Ribuan Warga Lombok Timur Demo di Mapolres, Desak Penangkapan Pemilik Akun Ujaran Kebencian Bupati

LOMBOK TIMUR Barbarpos.com – Ribuan masyarakat dari 21 kecamatan di Kabupaten Lombok Timur menggelar aksi unjuk rasa di depan Markas Kepolisian Resor Lombok Timur, Kamis 6 Agustus 2026. Massa menuntut ketegasan aparat penegak hukum untuk segera menangkap pemilik akun Facebook “Ika We Lah” yang diduga melayangkan ujaran kebencian dan caci maki terhadap Bupati Lombok Timur H. Haerul Warisin.
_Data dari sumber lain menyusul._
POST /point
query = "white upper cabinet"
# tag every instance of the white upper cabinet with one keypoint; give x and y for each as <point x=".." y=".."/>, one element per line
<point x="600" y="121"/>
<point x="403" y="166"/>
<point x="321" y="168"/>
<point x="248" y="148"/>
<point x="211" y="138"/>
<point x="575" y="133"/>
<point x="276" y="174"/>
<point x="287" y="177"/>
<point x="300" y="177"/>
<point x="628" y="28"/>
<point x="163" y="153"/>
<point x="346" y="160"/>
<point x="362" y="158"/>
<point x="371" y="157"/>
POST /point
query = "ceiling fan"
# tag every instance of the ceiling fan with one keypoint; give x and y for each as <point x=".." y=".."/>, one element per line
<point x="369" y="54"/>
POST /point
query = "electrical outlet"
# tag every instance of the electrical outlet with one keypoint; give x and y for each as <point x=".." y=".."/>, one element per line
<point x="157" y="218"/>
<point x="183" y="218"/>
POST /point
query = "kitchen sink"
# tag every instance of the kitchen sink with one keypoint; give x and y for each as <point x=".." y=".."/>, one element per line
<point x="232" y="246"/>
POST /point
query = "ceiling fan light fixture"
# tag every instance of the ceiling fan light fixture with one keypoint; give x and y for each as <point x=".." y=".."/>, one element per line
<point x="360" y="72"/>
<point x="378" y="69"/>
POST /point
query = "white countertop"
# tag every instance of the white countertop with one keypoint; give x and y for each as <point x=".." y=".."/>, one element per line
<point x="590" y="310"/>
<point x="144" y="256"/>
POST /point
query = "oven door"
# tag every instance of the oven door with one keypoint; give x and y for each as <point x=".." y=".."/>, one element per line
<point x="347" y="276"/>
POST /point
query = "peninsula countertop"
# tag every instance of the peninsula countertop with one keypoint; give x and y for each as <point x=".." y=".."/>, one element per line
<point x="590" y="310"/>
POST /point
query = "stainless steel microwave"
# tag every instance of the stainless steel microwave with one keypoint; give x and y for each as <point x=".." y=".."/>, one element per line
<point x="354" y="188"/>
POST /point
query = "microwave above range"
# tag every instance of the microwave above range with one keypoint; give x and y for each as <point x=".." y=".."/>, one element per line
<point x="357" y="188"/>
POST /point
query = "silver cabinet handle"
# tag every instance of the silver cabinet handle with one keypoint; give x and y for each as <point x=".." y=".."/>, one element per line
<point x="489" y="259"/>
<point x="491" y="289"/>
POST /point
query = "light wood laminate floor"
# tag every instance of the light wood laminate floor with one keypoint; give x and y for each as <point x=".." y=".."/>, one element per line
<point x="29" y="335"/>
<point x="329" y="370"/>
Aksi berlangsung riuh namun tetap kondusif. Kemarahan warga dipicu oleh penghinaan pribadi terhadap kepala daerah yang dinilai melukai harga diri daerah. Lambannya respons kepolisian yang sudah menerima laporan sejak pertengahan bulan lalu juga menjadi pemicu utama aksi.

Koordinator Umum Aksi, Subhan, mengatakan aduan formal dan laporan hukum atas dugaan pelanggaran UU ITE telah dilayangkan sejak 17 Juli 2026. Namun hingga mendekati satu bulan, belum ada progres konkret maupun penangkapan terhadap pelaku.

“Kasus ini sebenarnya kasus kecil bagi kepolisian yang memiliki tim cyber dan keahlian mumpuni. Menangkap akun bodong seperti ini harusnya sangat mudah, cukup 1×24 jam. Namun sudah hampir satu bulan laporan kami masuk, jawabannya hanya minta ‘sabar, sabar’. Sampai kapan kami harus sabar?” tegas Subhan dalam orasinya di atas mobil komando.

Untuk memastikan proses hukum berjalan, perwakilan massa melayangkan ultimatum. Polres Lombok Timur diberi batas waktu 3 x 24 jam untuk menangkap pemilik akun tersebut. Jika tidak, massa mengancam akan kembali menggelar aksi dengan skala yang jauh lebih besar.

Dalam aksi itu, massa juga menyerahkan dua dokumen resmi kepada Polres Lombok Timur untuk ditandatangani bersama. Dokumen tersebut berupa Nota Kesepahaman Bersama antara masyarakat dan Polres Lombok Timur serta Pakta Integritas sebagai penjamin bahwa aparat akan memproses kasus UU ITE ini dengan ancaman pidana 6 tahun penjara secara transparan dan terukur.

“Kami tidak ingin ada kegaduhan sosial di Lombok Timur. Kami datang dengan damai untuk menagih janji, melestarikan hukum, dan menjaga marwah pimpinan kita. Ini murni soal kemanusiaan dan harga diri warga Lombok Timur, tanpa ada tunggangan politik,” tambah Subhan.

Aksi tidak hanya diikuti kaum pria. Kaum perempuan dan ibu-ibu juga ikut turun ke jalan. Perwakilan massa perempuan, Nurasyiah, menyatakan keprihatinannya atas narasi liar yang beredar di media sosial.

“Kami kaum ibu-ibu tidak terima orang nomor satu di daerah kami dilecehkan secara pribadi di dunia maya. Media sosial itu diakses secara internasional, bagaimana orang luar menilai Lombok Timur jika bupatinya dicaci maki tanpa ada tindakan hukum?” ujar Nurasyiah.

Nurasyiah menegaskan, jika Kapolres Lombok Timur beserta jajarannya mampu menyeret pelaku ke penjara dalam waktu cepat, warga siap memberikan apresiasi setinggi-tingginya. Sebaliknya, jika penanganan kasus tetap mengambang, ketidakpercayaan publik terhadap profesionalisme kepolisian setempat dipastikan akan semakin besar.

Hingga berita ini diturunkan, perwakilan massa telah menyerahkan draft Nota Kesepahaman dan Pakta Integritas untuk ditindaklanjuti secara teknis oleh jajaran Polres Lombok Timur. Massa membubarkan diri secara tertib sembari mengawal tenggat waktu ultimatum 3 x 24 jam yang telah disepakati.